Hoje em dia, qualquer desentendimento, qualquer ridícula incompatibilidade de personalidades é motivo de separação, de lares desfeitos, de crianças a crescer sem terem os pais juntos, sem terem a harmonia de uma verdadeira família. Não me venham dizer que crescem felizes, porque, como professora, sei ver as diferenças entre filhos de famílias e filhos sem pai ou mãe por perto para o beijo de boa noite. Vejo pelo equilíbrio emocional dos meus três sobrinhos o quanto eles (e eu) podem agradecer o equilíbrio da sólida relação que o meu irmão e a minha cunhada construíram.
Nestas relações tão modernas de Consignação, o matrimónio é apenas um compromisso relativo e parcial que dura enquanto durar, os casamentos duram enquanto durarem e as pessoas, alucinadas saltam de cama em cama, de casa em casa, de amor em amor, num frenesim degradante. Quando a Consignação termina, o parceiro que supostamente era para toda a vida é descartado e devolvido à providência e os filhos do moribundo amor de ambos são colocados na prateleira que esse fosso entre os pais cria. Sendo a Consignação uma relação de fidelidade, apenas relativa e parcial, será essa falta de fidelidade uma das maiores causas da ruptura do tal casamento que era para ser para sempre e foi apenas até que o juiz os separou.
Sabemos bem, neste mundo promíscuo, que é essa a triste realidade.

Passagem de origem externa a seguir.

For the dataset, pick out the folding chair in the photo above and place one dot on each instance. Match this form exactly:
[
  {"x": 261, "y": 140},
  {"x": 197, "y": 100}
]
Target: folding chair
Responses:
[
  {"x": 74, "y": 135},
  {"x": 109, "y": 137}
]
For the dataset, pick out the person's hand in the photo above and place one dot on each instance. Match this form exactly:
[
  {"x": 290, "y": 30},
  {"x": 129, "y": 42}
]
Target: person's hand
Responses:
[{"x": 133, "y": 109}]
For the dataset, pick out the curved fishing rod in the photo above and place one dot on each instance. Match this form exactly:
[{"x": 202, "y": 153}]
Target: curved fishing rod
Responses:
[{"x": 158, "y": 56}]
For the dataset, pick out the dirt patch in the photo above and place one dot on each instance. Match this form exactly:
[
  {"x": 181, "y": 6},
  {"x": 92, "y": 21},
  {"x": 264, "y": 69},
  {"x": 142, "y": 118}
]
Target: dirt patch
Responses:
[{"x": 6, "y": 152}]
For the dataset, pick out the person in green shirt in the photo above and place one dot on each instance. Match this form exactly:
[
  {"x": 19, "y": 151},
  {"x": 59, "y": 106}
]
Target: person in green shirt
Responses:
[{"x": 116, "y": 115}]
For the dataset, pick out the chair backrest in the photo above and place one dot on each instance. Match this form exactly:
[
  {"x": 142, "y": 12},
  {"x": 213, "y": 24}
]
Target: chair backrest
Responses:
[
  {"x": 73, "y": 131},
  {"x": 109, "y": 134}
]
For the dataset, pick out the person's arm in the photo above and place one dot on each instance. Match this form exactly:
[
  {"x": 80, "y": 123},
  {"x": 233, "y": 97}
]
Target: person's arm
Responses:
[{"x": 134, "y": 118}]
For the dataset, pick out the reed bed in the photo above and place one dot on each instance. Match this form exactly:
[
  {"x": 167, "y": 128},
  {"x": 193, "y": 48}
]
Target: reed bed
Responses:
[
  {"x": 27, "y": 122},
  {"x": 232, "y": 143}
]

Termino estas minhas divagações com a letra de uma belíssima canção cantada por Adriana Calcanhoto que é bem exemplificativa de uma Consignação que chegou ao fim:

Devolva-Me

Rasgue as minhas cartas e
Não me procure mais
Assim será melhor, meu bem.
O retrato que eu te dei,
Se ainda o tens não sei,
Mas se tiver, devolva-me.

Deixe-me sózinho porque assim
Eu viverei em paz,
Quero que sejas bem feliz
Junto do seu novo rapaz.

Rasguei as minhas cartas e
Não me procure mais
Assim vai ser melhor, meu bem.
O retrato que eu te dei,
Se ainda o tens não sei,
Mas se tiver...
Devolva-me.
Devolva-me.
Devolva-me.

Conseguem sentir a tristeza deste fim? O desgosto de não ter havido solidez e persistência para permanecerem juntos?